My favorite time of day with my son is bedtime. I know that sounds
like I can’t wait to get my kid to sleep so I can have some alone time,
but it’s not like that at all.
I love the fact that this is the only time of day when he
settles down enough for us to sit quietly together and there’s nothing more
wonderful than your little one drifting off to sleep on your shoulder.
We have this ritual every single night. I turn off the
lights in the living room and kitchen and we sit on the couch with my husband.
Sometimes we read a book, sometimes we watch the Tigers. He has some milk to
fill up his tummy and I give him his favorite blanket and off we go to his
room.
Now, for a long time, the story ends a few minutes later
with a sleeping boy in his crib and me happily getting ready for bed myself.

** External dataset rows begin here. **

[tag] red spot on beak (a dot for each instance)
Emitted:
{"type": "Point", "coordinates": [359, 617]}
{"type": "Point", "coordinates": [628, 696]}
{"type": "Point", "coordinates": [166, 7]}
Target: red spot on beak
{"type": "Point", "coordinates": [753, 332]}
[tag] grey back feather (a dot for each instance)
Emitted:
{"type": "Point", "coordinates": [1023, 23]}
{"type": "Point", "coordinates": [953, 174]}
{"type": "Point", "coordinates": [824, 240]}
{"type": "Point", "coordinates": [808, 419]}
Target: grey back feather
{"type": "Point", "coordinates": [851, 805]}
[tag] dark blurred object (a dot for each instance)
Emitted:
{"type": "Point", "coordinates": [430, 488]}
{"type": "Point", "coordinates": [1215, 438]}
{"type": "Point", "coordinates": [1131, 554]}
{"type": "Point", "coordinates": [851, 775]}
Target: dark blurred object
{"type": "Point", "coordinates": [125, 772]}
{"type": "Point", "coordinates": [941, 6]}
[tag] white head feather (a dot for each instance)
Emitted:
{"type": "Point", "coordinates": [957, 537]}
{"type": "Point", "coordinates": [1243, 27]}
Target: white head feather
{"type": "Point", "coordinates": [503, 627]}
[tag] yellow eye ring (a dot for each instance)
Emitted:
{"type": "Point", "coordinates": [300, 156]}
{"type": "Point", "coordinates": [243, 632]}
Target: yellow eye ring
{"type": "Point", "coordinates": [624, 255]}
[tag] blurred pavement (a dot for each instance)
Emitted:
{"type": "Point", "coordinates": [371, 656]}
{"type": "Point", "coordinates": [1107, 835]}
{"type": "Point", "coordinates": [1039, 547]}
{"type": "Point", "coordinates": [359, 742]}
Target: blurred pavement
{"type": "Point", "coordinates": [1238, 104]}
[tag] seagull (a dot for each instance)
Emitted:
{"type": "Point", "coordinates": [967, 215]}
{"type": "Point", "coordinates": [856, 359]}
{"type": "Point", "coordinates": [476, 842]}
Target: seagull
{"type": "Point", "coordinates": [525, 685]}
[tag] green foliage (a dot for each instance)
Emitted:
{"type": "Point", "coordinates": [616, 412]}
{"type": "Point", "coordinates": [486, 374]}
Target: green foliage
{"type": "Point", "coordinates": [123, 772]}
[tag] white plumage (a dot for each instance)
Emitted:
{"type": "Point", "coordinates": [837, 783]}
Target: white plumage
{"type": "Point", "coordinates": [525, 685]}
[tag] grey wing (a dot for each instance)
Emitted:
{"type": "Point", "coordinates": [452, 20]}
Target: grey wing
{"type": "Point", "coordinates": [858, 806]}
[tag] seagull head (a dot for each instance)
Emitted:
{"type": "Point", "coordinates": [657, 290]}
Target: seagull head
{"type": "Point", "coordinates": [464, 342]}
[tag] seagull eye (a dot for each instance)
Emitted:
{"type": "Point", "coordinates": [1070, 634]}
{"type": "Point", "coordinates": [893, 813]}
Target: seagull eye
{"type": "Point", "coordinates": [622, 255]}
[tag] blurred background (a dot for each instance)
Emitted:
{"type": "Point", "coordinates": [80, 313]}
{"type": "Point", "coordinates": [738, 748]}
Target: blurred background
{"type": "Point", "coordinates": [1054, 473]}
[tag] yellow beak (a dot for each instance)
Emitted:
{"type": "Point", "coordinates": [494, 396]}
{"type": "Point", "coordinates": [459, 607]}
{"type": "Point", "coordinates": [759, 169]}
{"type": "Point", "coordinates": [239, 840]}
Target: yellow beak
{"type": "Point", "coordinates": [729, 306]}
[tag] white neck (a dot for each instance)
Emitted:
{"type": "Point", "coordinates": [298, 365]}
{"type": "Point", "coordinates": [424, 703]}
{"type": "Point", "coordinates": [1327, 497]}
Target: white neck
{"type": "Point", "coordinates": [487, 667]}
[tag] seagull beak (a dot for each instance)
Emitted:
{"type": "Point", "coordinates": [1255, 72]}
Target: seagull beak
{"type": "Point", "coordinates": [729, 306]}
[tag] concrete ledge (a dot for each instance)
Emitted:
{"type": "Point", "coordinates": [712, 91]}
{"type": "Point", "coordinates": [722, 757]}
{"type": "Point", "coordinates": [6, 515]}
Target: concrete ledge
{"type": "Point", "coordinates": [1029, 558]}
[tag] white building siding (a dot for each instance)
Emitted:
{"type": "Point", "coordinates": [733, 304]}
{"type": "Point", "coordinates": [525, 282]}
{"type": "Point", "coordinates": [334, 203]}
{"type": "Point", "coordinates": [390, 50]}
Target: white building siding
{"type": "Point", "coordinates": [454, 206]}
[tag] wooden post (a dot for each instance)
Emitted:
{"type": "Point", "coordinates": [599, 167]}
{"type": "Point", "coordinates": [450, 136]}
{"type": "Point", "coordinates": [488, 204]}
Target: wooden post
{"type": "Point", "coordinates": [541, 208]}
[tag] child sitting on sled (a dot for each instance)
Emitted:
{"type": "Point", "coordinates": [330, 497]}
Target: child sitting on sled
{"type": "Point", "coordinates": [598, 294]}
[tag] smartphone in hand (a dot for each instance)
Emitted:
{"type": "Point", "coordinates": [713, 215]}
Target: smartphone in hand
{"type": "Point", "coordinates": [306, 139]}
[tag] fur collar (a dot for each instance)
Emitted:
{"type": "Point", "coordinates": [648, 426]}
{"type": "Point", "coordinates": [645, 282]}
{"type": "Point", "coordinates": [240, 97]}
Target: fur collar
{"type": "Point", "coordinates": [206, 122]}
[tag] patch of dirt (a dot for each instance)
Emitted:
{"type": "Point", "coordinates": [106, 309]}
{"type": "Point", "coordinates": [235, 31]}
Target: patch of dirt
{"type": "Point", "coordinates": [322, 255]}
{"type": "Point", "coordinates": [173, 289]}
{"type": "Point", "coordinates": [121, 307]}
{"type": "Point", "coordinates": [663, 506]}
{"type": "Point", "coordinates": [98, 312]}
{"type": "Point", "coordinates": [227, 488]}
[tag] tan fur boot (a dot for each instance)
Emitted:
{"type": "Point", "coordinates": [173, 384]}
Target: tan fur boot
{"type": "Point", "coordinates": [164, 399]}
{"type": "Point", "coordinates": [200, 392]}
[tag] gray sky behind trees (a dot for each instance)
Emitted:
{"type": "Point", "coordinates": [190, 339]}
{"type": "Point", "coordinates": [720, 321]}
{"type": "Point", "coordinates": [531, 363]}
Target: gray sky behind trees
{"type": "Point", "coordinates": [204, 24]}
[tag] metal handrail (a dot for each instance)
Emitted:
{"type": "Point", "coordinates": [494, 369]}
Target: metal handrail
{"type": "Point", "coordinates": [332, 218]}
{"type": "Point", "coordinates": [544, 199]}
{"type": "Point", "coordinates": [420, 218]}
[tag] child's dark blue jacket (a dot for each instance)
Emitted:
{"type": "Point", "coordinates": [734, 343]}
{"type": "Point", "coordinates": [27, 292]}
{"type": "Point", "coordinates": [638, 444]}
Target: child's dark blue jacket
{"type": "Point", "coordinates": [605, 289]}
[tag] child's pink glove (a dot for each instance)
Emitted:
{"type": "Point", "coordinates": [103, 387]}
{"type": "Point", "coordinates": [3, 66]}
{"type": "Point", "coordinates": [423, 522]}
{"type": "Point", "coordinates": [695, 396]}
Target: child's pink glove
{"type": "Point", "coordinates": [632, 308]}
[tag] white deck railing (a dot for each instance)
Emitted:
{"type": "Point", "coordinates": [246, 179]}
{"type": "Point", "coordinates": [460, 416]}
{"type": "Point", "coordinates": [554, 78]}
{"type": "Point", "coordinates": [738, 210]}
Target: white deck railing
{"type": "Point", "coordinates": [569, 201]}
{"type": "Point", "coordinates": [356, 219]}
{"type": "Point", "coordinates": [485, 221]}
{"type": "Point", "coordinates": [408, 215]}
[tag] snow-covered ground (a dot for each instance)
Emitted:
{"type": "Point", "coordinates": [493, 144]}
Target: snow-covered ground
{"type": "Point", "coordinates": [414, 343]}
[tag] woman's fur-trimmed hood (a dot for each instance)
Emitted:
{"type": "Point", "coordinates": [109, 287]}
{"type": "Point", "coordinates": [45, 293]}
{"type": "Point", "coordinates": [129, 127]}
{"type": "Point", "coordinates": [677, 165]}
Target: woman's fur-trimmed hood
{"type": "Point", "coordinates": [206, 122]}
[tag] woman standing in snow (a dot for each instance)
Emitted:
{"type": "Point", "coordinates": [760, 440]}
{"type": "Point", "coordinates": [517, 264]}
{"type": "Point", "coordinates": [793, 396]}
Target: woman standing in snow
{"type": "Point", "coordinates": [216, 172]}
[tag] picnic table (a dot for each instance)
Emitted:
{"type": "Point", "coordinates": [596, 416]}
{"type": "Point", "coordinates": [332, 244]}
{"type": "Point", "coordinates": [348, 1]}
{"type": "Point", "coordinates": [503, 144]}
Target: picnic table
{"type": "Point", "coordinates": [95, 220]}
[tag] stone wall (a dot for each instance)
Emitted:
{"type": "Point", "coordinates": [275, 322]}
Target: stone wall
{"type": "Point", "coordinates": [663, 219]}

What has been the case as of late, however, is a wild animal that somewhat
resembles my child, only this creature bucks like a bronco, swings like a boxer
and screams like a hyena.
I have developed several strategies for dealing with this
creature. Sometimes I can calm him in the rocking chair; other times I can hold
him standing up and he settles down. On the worst days, I have to put him in
his crib for a few minutes and let him calm down before I’ll pick him back up.
A few days ago, we had a particularly bad night where I had
to go through all of the aforementioned techniques. Once he calmed down a bit
in the crib — but was still standing up staring at me — I picked him back up to
rock him to sleep.
I realized immediately that I had played right into his
hand. In an instant, his little arm swung round and locked around my neck. Now,
having no formal martial arts training, I was ill equipped with what to do next.
I have, however, seen a few MMA bouts on television — thanks, hubby — and
recognized the chokehold.
Our cheeks where smooshed together, his head was nuzzled
into my neck and I could barely breathe. I started to pull away, but the boa
constrictor baby in my arms only took that as a chance to squeeze tighter. I
knew my only choices were to suffer a screaming fit or hope for him to succumb
to slumber.
Even when he stopped moving and his breathing was deep and
even, I couldn’t even pull away enough to break our cheek-to-cheek contact
without panicked whimpering.
I’m not really sure what happened after that. After all, I
was pretty lightheaded and may or may not have temporarily lost consciousness,
but it seemed to all work out in the end because we both survived.
It makes me a little leery now, however, that he has a sound
strategy to keep me from leaving his bedroom and putting him down. I suppose I
should start brushing up on defensive tactics.
And maybe wear a helmet … yeah, definitely wear a helmet.